Top 5 Tips for Towing a Trailer

As the weather warms up, more vehicles are going to be travelling with a trailer in tow. Whether you’re an amateur or an expert at towing, everyone can use a spring season refresher.

We recently arranged a Keystone Passport 2670 BH luxury travel trailer from Sicard RV in Smithville, Ontario. President Gary Sicard has been in the RV business for over 50 years, so he knows a thing or two about driving an RV and towing a trailer. With his help, we’ve outlined some guidelines below to ensure your summer adventures go off without a hitch.

Pick the Proper Tools

Modern trucks like the Ram 1500 Sport offer smart trailer features and modes that make towing smooth and effortless. Regardless, ensure that both your trailer and the vehicle being used to tow it are in good working order and up to the task at hand. Be sure to reference the owner’s manual for your vehicle’s towing capacity and gross combined weight rating (GCWR), which refers to the total amount of weight allowed for your entire setup. This includes your vehicle, its occupants and cargo, as well as the trailer and its load. Don’t be that poor sap chugging along with the rear end of their vehicle sagging, with safety chains scraping the road. There’s always one.

Trailer Inspection and Maintenance

It never fails. Every summer you will inevitably pass boat trailers and campers left stranded on the side of the road after experiencing a flat tire or seized wheel bearings. Recreational trailers are often treated poorly and left sitting idle outside in the elements to corrode for months on end, so ensuring that your load is roadworthy is crucial before setting off. It could not only save you money in the long run, but possibly also your family vacation. Possibly your marriage, too. Also check that the brake lights and turn signals are working.

Getting Hitched

Appoint one spotter and have them stand in a location where they can be both seen and heard. Clear communication and proper directions will make backing up an easier task. Your vehicle may be equipped with a factory-mounted hitch, but if not, there are likely several options based on your vehicle, trailer, and needs. A weight-carrying hitch is recommended if the combined weight of the trailer and its cargo is up to 1,500 kg. Weight-distributing hitches are recommended for heavier loads that will apply significant pressure onto the tongue and hitch ball, which would throw off the balance of your towing setup and make handling difficult. Safety chains should be fastened in an “X” fashion in a manner that allows sufficient turning radius but aren’t dragging on the ground.

Secure Your Load

It is always better to err on the side of caution when fastening your cargo into place to ensure that it doesn’t throw off the balance of your vehicle or become a projectile. It is also important to check and then re-check once you have moved to ensure that the load has not shifted. It is best to secure heavier items to avoid having a high centre of gravity. Pack heavier items first and fasten them into place if possible to ensure they don’t move around. Weight should be kept low and over the axles of the trailer whenever possible to avoid throwing off the balance of the trailer.

Take Your Time

It’s not a race. Nothing good will come from being in a hurry, so leave yourself extra time and space. Adjust your mirrors outward accordingly and explore the possibility of adding extending mirrors to increase your visibility. Learn the characteristics of your setup and become accustomed to your wider turning radius, signal early, and change lanes smoothly. Heavy rains or high winds can add danger, so plan your travels to accommodate or avoid weather delays, and adjust speed to respond to road conditions.

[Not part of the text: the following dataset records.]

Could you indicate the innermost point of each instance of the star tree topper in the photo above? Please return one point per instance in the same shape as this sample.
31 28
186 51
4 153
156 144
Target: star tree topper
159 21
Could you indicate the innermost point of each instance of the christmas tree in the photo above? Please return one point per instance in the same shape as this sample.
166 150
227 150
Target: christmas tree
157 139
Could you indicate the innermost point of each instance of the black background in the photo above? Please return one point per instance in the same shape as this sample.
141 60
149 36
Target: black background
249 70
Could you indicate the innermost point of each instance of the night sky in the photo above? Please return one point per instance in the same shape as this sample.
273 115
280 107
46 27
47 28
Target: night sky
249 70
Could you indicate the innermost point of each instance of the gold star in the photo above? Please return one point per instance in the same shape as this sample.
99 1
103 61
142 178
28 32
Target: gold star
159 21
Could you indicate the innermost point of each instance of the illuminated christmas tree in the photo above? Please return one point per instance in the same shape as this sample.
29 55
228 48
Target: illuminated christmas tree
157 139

The added mass and weight of a trailer mean that it will take longer to slow down, stop, and manoeuvre. This requires the driver to anticipate potential issues before they happen and make the inputs necessary to steer clear of challenges. Allow more time to accelerate, merge, brake, and negotiate turns.

The additional weight and reduced aerodynamics of the load behind you will dramatically impact fuel economy, so plan your fuel station stops accordingly. Improved mileage can be achieved by manually adjusting gears, driving smoothly, and being gentle on the throttle.